No selo de 20$00 aparece uma imagem dum quadrante com 45 escalas concêntricas que permitiam medir um ângulo, habitualmente de altura de um astro, com uma precisão superior à de qualquer das escalas individuais. Trata-se de um nónio, instrumento proposto por Pedro Nunes e uma das maiores criações do matemático. À direita encontram-se a projecção sobre um plano de curvas de rumo, ou loxodrómicas.

As curvas loxodrómicas constituem uma das grandes descobertas de Pedro Nunes. Aparecem primeiramente na sua obra Tratado sobre certas dúvidas da navegação, de 1537. Nessa obra, o matemático discute a linha de rumo que um navio traça se seguir uma direcção cardeal constante, por exemplo, se rumar sempre para noroeste. Julgava-se na altura que um navio que seguisse uma rota desse tipo, sempre ditada pela mesma inclinação da bússola, viajaria pelo caminho mais curto entre dois pontos do globo. Pedro Nunes mostrou que isso não é verdade e que, com excepção de rotas sobre o mesmo meridiano ou ao longo de um paralelo, esse rumo é uma espiral que dá infinitas voltas ao globo e que converge para um dos pólos. Essa linha não segue pois a distância mais curta entre dois pontos, que seria um arco de círculo máximo. Foi o conhecimento das loxodrómicas que permitiu a Mercator a construção do sistema de projecção de mapas que tem o seu nome e que ainda hoje é dos mais utilizados.

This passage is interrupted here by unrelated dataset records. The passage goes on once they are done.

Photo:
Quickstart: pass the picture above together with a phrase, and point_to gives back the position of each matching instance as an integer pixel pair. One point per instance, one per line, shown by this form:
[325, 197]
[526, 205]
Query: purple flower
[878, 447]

Em 2002 apareceram três novos selos que retomam estes temas. A moeda agora já não é o escudo, como em 1978, mas sim o euro.

No selo de € 0,28, da esquerda na imagem, estão traçadas espirais loxodrómicas estilizadas, tanto no espaço como sobre um globo. Estas últimas espirais prolongam-se sobre o selo central, de € 1,15, onde aparece uma imagem de alguém que de novo se imagina ser Pedro Nunes. Talvez não seja por acaso que o desenhador escolheu uma face semelhante à do selo de 1978.

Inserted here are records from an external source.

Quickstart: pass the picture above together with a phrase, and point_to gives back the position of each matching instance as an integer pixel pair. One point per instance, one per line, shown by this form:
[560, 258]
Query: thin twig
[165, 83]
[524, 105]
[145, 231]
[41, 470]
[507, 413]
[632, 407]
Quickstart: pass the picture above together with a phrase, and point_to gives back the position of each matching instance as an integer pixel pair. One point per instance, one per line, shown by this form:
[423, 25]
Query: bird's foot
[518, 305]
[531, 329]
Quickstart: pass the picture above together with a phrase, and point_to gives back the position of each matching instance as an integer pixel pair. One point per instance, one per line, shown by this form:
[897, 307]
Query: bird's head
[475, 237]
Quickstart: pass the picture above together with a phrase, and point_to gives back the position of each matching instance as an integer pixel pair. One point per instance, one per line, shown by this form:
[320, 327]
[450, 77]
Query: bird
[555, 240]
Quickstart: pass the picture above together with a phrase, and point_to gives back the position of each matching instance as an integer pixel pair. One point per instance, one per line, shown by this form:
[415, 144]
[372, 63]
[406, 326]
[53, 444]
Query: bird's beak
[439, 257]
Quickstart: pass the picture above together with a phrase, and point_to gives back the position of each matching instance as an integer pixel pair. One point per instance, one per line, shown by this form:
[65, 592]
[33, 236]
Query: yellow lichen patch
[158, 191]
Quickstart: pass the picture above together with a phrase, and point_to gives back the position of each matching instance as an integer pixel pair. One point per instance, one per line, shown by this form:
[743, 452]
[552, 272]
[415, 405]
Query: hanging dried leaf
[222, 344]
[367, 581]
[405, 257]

No terceiro selo, o de € 0,28, à direita, aparece em primeiro plano um quadrante e, em fundo, as linhas das escalas que nele estão gravadas. O instrumento é o único da época dotado de nónio e que sobrevive. Trata-se de uma peça descoberta nos anos 90, em Florença, pelo comandante Estácio dos Reis. Tal como no selo de 1978, as escalas desse quadrante estão graduadas segundo o processo original de Pedro Nunes, que veio a ser conhecido como nónio. São 45 escalas circulares concêntricas que, no seu conjunto, permitem aumentar a precisão do instrumento. A versão mais conhecida do nónio é outra. Consiste em duas escalas, uma fixa e outra móvel, tal como o francês Pierre Vernier posteriormente propôs com base no invento do nosso matemático.

É interessante comparar os selos de 1978 com os de 2002. Não só a técnica e o estilo de desenho evoluíram, acompanhando as tendências da arte, como a moeda mudou. Mas o mais importante é que em 2002 passou a ser possível introduzir o desenho de um instrumento real dotado do nónio. Neste ano passou também a ser possível observar em Lisboa uma réplica desse instrumento. O modelo, à escala original e dotado de todos os seus componentes encontra-se no Museu de Marinha, em Lisboa. Pedro Nunes deu-nos mais uma razão para visitar o museu dos Jerónimos.